FIG. 2 is a graph showing the relationship between total elongation and strain rate when a tensile test is performed on a titanium carbide particle reinforced 2124 aluminum composite material at a temperature of 818K (545 ° C.).

FIG. 3 is a graph showing the relationship between total elongation and strain rate when a tensile test is performed on a titanium carbide particle reinforced 2014 aluminum alloy composite material at a temperature of 818K (545 ° C.).
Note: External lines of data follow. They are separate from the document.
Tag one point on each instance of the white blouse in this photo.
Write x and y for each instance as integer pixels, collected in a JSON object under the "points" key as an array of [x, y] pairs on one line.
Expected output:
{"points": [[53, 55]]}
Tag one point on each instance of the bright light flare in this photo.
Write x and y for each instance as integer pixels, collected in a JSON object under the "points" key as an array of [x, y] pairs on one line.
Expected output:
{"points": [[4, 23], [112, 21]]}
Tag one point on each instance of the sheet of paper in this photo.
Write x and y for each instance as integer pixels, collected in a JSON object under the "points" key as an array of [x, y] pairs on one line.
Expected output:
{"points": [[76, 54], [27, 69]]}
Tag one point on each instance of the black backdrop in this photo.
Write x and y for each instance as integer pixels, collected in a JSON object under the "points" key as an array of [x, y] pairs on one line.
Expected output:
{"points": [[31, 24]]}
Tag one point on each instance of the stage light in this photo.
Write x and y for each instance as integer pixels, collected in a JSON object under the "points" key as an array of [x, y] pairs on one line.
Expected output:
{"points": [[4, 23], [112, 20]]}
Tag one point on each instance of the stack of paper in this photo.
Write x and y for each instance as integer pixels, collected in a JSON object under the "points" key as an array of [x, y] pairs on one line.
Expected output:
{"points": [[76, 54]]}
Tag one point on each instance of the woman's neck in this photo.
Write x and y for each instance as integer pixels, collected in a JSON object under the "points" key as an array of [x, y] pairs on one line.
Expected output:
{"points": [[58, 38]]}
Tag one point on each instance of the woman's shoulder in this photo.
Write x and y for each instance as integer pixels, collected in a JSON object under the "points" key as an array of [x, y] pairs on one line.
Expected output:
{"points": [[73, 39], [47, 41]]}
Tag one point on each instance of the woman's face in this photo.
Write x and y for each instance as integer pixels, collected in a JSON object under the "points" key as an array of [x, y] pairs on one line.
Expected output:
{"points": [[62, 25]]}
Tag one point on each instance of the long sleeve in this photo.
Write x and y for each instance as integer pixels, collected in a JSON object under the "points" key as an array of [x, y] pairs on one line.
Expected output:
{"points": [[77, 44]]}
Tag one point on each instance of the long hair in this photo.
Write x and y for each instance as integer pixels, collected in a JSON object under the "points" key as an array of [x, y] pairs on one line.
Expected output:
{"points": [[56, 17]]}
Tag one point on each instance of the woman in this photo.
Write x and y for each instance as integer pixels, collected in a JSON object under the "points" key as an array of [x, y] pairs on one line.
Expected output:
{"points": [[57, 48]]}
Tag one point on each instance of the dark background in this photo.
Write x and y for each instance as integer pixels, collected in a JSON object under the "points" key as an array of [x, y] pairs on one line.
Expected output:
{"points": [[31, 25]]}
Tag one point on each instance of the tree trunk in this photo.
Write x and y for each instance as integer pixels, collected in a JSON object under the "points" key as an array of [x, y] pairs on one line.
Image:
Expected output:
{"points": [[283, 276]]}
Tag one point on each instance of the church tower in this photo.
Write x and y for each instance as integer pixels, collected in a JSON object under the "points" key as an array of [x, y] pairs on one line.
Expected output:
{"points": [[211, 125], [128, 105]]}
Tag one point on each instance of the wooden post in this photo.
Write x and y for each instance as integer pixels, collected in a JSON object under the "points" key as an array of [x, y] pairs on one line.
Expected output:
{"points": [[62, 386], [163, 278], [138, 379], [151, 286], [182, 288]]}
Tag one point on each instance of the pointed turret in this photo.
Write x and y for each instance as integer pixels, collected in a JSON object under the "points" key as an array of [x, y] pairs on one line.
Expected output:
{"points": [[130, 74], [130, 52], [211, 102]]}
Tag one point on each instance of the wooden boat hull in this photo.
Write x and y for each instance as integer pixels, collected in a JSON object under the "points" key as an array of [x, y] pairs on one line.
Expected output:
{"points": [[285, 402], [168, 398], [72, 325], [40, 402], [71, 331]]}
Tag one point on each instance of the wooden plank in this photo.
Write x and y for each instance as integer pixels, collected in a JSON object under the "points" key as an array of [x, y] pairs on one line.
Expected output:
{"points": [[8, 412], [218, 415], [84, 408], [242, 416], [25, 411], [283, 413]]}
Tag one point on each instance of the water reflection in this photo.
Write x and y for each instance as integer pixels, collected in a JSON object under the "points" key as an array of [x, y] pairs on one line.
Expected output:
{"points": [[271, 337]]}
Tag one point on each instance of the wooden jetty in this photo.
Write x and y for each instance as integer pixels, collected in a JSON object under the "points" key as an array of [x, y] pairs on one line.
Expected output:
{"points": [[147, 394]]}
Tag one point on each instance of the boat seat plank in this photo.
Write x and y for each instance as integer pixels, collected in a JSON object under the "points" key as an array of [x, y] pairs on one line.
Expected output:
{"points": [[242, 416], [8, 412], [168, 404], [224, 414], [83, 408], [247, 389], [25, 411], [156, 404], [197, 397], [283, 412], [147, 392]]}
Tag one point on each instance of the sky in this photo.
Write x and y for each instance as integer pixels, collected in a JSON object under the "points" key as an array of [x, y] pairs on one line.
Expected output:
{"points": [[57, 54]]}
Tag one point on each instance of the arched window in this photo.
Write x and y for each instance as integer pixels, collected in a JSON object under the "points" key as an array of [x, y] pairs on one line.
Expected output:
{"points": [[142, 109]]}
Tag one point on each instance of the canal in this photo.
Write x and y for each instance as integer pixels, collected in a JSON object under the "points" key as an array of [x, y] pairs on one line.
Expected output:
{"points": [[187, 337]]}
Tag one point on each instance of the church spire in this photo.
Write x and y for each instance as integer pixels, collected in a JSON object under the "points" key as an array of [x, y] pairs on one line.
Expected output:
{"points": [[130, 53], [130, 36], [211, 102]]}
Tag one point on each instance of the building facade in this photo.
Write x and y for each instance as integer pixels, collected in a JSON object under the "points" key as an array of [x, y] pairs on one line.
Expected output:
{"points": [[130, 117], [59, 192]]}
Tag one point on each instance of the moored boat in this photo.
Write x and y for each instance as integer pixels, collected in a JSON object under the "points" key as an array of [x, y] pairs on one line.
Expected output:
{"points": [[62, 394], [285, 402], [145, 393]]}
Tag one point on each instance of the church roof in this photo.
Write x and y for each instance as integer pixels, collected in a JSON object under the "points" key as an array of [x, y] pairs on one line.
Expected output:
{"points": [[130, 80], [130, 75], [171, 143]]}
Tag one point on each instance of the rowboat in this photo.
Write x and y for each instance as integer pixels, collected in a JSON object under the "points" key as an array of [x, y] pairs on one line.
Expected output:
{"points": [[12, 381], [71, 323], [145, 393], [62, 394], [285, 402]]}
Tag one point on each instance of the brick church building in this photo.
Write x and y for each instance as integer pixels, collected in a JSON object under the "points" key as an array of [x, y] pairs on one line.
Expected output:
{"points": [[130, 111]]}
FIG. 4 is a graph showing the relationship between total elongation and strain rate when a tensile test is performed on a titanium carbide particle reinforced 6061 aluminum alloy composite material at a temperature of 600 ° C.

Claims (3)

[Claims] 1. Titanium carbide TiC particles having a particle size of 45 μm or less and 2000 series, 6000 series, 50 having a particle size of 45 μm or less.
00 series, 7000 series and 8000 series aluminum alloy powders were placed in an organic solvent such as ethanol so that the volume content of TiC particles was from 0.10 to 0.30, and mixed uniformly with plastic balls for 24 hours or more. After evaporating the solvent and applying a pressure of 200 MPa to 500 MPa to the mixed powder in vacuum at a temperature of 450 ° C. to 600 ° C. for 20 minutes and pressure sintering, the temperature is 450 ° C. to 600 ° C.
A method for producing a superplastic composite material, which has been extruded at an extrusion ratio of 10 or more at the temperature. 2. The composite material is rolled at a temperature of 300 ° C. to 580 ° C. with a strain amount of 1.0 to 4.0 to obtain 0.1 m
A method for manufacturing a superplastic composite material processed into a plate-shaped composite material having a thickness of m or more. 3. A superplasticity developing condition that causes a total elongation of 200% or more when a tensile test is performed on the composite material at a temperature of 450 to 600 ° C. at a strain rate of 0.03 to 1.5 per second or more.